Schneider has taught that “we have to resist” any abortion tainted vaccines, noting that if we cannot use the “fruits” of the “cruel genocide of unborn.” “How we can with this entire determination be and proclaim being against abortion, then, when we accept these vaccines? When at the beginning it is the murder of a child.”

Refusing vaccines

Ripperger closed by dealing with the question of refusing vaccinations, noting that “if you’re talking about a [disease] for which there is less than a 1% death rate, and the government is trying to require you to get it, just the government requiring you to get it does not suffice for it to be morally permissible.”

In fact, one could refuse a vaccine for a greater good, he added. “For example, if, for the sake of argument, collectively people realize that the government is using COVID in order to control and manipulate people, refusal of the vaccination that the government requires may be a way to break the government’s strangle hold on the people. It may be a way in which this is done.” 

“In that particular case it actually becomes something good,” Ripperger declared, “you can refuse to get the vaccination even if it’s required by the government.”

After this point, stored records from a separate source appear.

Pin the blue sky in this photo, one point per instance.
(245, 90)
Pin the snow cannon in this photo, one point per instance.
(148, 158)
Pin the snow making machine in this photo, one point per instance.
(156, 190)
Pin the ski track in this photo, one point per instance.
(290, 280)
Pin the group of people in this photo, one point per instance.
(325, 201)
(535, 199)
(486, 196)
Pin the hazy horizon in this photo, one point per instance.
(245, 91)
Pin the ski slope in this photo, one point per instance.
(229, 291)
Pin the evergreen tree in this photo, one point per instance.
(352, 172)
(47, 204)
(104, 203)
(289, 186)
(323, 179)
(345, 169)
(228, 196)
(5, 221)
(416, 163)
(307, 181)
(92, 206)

He touched on the response which Catholics must have regarding abortion-connected vaccines, saying, “Catholics, specifically, who have a moral developed system have to be prepared to be willing to stand the line in relationship to this type of thing, even if it means grave inconvenience. They’re going to have be willing to fight this battle.”

“If we compromise, they’re not going to take away just our right to follow our conscience, they’re going to start taking away our right to worship…”

Once again, Fr. Ripperger’s words echo those of Bishop Schneider’s, who highlighted the demonic aspect of making the world’s population complicit in the sin of abortion, through using abortion-connected vaccines. Schneider said, “This is for me the last step of Satanism: that Satan and the world government – ultimately the masonic world government – will oblige all, even the Church, to accept abortion in this way. And therefore we must resist very strongly against this, if it comes. We must even accept to be martyrs.”